These were the nicknames junior college bullies used to taunt Miss Luisa Gan with three years ago.
They not only hurt the 1.74m-tall student, who weighed 68kg then, but ostracised her.
She remembered how she always sat and ate alone in school.
And because she had been treated like an outcast, she vowed to help bullied children once she had the means to do so.
On Sunday night, Miss Gan, now 20, realised her dream when she was crowned Miss Singapore Tourism Queen International at the Miss Singapore Beauty Pageant.
As the contestants had to pick a charity of their choice, she used the pageant as a platform for her cause by opting for the Singapore Children's Society.
The Singapore Institute Of Management business and management undergraduate will be promoting the society's Bully-Free Campaign.
She has committed at least 80 hours of her time to manning the helplines for victims of bullying, and giving talks on the subject in schools.
A spokesman for the pageant said: "The pre-judging segment is very important and it's where we find out how committed these girls are to charity work.
"It's a turn-off when we hear girls naming charities and then not being able to tell us how they want to help."

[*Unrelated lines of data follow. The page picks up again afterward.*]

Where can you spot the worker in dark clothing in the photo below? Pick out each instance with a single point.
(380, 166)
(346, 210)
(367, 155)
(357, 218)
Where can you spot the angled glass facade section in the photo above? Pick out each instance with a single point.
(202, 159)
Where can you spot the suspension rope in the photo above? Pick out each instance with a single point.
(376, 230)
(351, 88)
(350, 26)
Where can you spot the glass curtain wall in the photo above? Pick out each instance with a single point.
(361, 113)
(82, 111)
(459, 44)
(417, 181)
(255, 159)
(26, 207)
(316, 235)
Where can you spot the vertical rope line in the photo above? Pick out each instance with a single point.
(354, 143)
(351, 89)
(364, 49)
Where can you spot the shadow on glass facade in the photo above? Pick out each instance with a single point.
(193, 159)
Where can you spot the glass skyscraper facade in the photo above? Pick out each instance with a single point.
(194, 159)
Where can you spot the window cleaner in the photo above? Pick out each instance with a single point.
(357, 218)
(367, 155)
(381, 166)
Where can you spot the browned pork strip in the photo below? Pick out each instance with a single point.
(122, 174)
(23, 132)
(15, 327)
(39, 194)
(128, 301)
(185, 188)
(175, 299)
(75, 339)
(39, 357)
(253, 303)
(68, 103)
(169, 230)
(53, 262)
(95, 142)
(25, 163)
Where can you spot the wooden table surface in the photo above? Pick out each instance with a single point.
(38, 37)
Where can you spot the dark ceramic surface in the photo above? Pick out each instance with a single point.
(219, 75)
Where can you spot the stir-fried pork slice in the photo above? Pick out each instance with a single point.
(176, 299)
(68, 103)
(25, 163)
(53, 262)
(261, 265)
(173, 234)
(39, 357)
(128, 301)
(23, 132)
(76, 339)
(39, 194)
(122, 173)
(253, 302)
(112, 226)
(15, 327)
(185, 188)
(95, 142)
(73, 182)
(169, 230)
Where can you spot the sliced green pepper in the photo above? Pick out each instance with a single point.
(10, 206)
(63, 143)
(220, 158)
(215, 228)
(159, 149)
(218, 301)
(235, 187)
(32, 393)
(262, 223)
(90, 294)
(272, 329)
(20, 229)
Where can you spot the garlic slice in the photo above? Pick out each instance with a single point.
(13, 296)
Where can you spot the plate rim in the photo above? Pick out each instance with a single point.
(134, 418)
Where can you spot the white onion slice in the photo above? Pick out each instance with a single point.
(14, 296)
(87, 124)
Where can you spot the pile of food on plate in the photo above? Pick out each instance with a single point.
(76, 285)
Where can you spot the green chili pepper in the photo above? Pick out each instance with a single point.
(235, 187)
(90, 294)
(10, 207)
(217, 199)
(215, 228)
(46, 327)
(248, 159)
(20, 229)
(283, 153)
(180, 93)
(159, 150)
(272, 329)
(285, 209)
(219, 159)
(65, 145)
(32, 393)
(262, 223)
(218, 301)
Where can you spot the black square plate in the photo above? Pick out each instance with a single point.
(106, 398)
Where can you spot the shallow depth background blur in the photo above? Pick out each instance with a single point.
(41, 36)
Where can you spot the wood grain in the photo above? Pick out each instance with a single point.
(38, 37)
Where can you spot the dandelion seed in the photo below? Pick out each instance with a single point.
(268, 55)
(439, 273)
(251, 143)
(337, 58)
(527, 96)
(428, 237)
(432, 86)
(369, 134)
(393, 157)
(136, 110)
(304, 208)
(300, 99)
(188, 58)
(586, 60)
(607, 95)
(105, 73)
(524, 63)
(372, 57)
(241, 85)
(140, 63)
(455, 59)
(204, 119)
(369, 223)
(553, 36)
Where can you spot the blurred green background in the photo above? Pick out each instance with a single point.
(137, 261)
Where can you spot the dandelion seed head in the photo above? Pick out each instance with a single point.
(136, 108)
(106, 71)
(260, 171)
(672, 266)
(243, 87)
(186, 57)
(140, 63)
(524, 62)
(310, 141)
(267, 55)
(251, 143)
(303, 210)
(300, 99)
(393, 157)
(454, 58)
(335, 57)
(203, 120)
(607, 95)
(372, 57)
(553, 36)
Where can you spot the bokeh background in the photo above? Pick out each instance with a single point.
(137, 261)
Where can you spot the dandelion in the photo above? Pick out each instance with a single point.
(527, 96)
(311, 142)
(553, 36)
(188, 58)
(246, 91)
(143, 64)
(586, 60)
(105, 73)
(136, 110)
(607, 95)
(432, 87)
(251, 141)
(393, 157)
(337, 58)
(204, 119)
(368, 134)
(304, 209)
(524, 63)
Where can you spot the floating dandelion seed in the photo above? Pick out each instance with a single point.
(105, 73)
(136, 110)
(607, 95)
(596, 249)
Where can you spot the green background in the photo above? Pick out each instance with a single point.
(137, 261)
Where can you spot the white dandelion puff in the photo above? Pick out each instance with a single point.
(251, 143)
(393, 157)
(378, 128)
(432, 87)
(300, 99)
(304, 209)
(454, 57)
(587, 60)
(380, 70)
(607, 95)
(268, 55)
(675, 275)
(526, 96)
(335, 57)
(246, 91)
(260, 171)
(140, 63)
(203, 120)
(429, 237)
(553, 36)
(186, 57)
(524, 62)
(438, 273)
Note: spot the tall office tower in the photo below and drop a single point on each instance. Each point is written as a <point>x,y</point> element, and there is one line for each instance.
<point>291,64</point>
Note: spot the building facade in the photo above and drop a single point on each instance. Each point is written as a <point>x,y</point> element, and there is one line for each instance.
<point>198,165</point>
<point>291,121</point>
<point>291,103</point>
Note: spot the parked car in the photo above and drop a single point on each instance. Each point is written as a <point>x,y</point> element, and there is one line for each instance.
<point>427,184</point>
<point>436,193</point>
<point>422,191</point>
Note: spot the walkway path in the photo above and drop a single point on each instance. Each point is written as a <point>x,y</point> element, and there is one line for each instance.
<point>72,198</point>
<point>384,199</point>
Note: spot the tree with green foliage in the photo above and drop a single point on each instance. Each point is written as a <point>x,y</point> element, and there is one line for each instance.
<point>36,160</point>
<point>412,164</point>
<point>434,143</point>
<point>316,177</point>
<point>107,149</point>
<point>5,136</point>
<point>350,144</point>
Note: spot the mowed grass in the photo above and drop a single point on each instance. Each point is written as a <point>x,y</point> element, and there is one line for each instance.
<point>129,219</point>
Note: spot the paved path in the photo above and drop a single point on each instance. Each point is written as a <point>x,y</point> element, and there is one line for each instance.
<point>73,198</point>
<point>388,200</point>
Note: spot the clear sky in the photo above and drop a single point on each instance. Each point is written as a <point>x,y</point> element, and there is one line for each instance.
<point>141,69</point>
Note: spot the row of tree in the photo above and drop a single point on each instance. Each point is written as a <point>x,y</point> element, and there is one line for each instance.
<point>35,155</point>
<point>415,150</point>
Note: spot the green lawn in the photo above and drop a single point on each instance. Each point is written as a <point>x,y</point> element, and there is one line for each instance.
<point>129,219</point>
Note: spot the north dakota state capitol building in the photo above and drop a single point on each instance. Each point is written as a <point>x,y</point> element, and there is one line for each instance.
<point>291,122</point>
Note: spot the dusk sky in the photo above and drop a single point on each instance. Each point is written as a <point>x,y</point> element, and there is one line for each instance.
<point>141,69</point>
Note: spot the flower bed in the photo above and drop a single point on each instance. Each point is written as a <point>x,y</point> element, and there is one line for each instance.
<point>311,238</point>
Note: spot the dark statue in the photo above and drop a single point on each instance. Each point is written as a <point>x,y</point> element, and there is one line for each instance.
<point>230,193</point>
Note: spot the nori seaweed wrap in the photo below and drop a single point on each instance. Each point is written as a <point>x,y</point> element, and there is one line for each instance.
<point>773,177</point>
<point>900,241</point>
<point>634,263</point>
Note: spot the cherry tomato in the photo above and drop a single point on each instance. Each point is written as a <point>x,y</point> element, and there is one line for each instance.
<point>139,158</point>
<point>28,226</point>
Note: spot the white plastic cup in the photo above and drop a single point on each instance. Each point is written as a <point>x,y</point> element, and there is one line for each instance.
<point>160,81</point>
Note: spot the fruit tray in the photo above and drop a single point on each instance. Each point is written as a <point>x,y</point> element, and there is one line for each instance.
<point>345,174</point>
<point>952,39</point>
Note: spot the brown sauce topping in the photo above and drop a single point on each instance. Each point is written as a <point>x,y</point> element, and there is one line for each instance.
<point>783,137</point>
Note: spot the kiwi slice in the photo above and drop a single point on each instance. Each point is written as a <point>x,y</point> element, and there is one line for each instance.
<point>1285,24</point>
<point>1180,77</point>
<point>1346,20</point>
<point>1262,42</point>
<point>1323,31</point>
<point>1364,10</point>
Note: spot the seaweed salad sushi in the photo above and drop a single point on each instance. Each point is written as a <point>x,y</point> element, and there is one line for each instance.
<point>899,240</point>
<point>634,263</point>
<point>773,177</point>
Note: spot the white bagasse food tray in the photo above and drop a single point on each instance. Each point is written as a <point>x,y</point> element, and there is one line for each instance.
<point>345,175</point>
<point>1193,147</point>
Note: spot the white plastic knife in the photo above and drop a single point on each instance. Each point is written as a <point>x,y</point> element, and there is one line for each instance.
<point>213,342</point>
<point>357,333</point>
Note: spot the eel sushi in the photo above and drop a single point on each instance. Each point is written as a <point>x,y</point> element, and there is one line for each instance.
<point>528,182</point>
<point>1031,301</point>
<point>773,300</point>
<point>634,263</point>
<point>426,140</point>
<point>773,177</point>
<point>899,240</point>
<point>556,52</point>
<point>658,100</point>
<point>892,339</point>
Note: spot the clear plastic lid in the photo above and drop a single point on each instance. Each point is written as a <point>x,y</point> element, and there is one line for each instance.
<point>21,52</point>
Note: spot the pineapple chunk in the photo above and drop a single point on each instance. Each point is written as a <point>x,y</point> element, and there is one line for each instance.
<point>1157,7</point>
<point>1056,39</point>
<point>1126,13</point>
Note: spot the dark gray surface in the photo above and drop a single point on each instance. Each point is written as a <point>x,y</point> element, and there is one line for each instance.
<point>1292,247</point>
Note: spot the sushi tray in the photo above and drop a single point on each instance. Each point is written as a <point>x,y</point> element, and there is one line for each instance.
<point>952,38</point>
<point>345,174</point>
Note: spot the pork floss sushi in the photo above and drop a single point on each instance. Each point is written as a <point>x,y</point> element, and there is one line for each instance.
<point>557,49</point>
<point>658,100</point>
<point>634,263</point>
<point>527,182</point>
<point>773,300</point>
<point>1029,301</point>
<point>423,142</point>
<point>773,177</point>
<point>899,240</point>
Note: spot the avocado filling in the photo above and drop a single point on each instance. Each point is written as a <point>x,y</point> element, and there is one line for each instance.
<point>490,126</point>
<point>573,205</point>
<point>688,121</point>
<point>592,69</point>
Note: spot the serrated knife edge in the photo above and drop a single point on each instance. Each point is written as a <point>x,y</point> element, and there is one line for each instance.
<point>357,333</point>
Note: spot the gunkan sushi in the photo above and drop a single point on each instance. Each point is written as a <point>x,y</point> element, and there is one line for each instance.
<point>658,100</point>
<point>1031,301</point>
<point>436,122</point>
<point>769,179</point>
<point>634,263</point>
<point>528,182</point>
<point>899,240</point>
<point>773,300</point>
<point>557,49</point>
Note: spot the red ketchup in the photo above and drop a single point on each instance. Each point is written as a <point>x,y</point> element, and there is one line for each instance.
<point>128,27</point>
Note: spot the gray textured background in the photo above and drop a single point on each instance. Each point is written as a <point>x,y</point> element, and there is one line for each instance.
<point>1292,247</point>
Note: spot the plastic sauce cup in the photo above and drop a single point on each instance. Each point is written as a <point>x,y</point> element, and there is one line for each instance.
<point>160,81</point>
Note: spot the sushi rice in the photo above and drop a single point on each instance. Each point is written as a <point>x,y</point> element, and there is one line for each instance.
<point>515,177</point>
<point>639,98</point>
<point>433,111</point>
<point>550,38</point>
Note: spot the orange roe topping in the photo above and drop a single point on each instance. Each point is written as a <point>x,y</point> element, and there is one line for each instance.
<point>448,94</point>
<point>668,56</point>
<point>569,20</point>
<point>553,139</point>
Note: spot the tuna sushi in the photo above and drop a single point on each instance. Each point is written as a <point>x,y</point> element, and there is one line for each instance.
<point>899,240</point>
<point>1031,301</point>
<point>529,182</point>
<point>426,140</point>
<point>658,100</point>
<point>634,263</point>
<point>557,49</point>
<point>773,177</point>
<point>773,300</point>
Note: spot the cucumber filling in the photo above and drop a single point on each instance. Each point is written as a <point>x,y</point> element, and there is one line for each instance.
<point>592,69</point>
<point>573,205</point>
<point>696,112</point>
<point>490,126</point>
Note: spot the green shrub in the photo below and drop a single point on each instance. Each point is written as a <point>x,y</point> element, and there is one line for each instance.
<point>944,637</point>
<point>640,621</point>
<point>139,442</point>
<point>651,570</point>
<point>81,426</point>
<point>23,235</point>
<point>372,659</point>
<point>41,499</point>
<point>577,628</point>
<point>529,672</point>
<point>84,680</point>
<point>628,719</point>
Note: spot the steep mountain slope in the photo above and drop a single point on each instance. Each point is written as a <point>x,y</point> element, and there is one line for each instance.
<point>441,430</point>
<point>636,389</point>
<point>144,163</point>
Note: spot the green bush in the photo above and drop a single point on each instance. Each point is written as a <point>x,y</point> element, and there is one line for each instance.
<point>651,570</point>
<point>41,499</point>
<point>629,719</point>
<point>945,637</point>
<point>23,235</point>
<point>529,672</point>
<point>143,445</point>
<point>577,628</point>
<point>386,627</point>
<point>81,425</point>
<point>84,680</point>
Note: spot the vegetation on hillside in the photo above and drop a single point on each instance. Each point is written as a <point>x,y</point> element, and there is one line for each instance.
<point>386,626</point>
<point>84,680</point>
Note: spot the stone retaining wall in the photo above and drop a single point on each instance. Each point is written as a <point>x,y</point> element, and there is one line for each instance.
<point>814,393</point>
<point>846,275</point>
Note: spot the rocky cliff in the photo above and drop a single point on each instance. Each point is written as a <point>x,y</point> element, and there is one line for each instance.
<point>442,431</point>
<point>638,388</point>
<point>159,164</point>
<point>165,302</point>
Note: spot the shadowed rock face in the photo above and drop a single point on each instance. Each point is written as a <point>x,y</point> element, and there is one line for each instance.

"For example, if a contestant says she wants to stop hunger, we ask her how she's going to go about feeding people. If she says she doesn't know, she loses a lot of points even before the finals."
Miss Gan's experience with bullying, and her passion for helping kids in similar situations, touched the judges.
She told The New Paper: "If I could turn back time and go back to JC, I would tell myself to stand up for myself.
"But since that's not possible, I want to educate children and tell them that they should not only stand up to bullies, they should also stand up for others who are bullied.
"I read an article that said that Singapore ranks second in the world when it comes to cyber-bullying. That shows how prevalent the problem is here."
CHOKED BACK TEARS
During the pre-judging segment of the pageant, which constituted 50 per cent of the points awarded, Miss Gan choked back tears as she explained her choice of charitable organisation.
"Being called fatty, giant and thunder thighs - all these names got to me. I didn't want to go to school," she said.
"I don't want anyone else to live through what I did."
Miss Gan told TNP that her weight really hurt her when she tried to get part-time jobs to earn extra pocket money.